Yes, it's hard to have multiples and feel divided. But I hate, hate, HATE when other people feel sorry for me. I despise comments like "I could never do it!" and "I'll never transfer more than one embryo!" that imply that I have drawn the short straw. I hate when people assume that my girls are being cheated. They get less of me, less of my husband, less stuff, less love, less attention. It makes me feel like I shouldn't even bother; it will never be "even," they'll always be resentful and short-changed. I don't need more guilt, dammit.

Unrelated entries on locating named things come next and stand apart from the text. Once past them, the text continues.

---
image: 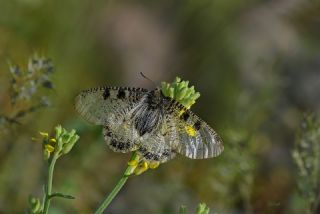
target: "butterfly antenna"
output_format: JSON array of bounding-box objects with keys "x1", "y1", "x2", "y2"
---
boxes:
[{"x1": 140, "y1": 72, "x2": 157, "y2": 86}]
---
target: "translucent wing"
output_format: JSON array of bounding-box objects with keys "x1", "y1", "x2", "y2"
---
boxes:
[
  {"x1": 76, "y1": 87, "x2": 148, "y2": 126},
  {"x1": 137, "y1": 114, "x2": 178, "y2": 163},
  {"x1": 176, "y1": 110, "x2": 223, "y2": 159}
]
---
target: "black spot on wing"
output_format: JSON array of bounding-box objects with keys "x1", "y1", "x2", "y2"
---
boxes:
[{"x1": 117, "y1": 88, "x2": 126, "y2": 99}]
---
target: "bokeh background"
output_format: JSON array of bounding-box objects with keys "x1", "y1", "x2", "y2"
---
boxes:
[{"x1": 0, "y1": 0, "x2": 320, "y2": 213}]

Bah. Sorry to be so angry. Obviously this thought is a sore point with me.


Anonymous said...

I get what Linda says. I hate people who tell me they don't know how I do it with two. People--parents of multiples "do it" because we have to. But at the same time, I spent a lot of time resenting the fact that I had two babies at once. Jody, you put it more eloquently than I ever did but it doesn't change the resentment. The guilt that followed this was also profound--how dare I feel resentment when I had waited all this time to get pregnant, to have babies. But it was there, and denying it did not make it go away--heck sometimes when I see how easily other moms transport singletons all over the place I still resent it.

Leann said...

When people say to me "I don't know how you do it" I usually agree because many days I don't know how I do it either. Often 7pm hits and I can't believe I've made it through another day. Having twins is really 4x the work of having a singleton (I do know, I had one of my babies home for a long time before I had both home; having only one was easy in comparison). Yet, I don't feel my twins are missing my attention because they're twins, often one is missing my attention because the other is so needy. Perhaps my little boy got used to having me to himself for those weeks that his sister was still in the hospital, or perhaps it's just a personality thing, but he wants my attention more, and he knows how to get it, so he does. As I snuggle my cuddly boy who just cried huge tears when I didn't pick him up as I walked past him, I gaze at his sister, content with her pacifier, content to roll around on the floor and I feel sorry for her. Sorry that it's so easy for me to let her play there independently. Truthfully, she's not as cuddly, she's more rigid, he's like a big teddy bear, she loves to snuggle, but he cries monster tears for it. I'm just glad she's her Daddy's little girl, it's obvious he gravitates to her the most. There is a reason parents come in two's and thank goodness when it comes to multiples there are mothers AND fathers.

Anonymous said...

I had one baby after years of infertility, then I got the NICU experience too. Then I had secondary infertility which went unresolved ie I now have one child, who is six.
As he grows up and the baby-time gets further away, I find myself thinking about how fortunate he and I have been to have that close one-to-one relationship in which I did feel that I made it up to him for his very rocky start in life and initial separation from me, his mother. However, at the same time, I have daily pangs about not having been able to have another child. The pangs are more for me than for him. I think he's fine being an only child, that's what he knows and is happy with. I of course feel that he's so wonderful that having another would be wonderful (though of course I'd have ambivalence about mothering a baby, as I did with him.)
No babyhood is perfect and no mother is perfect either.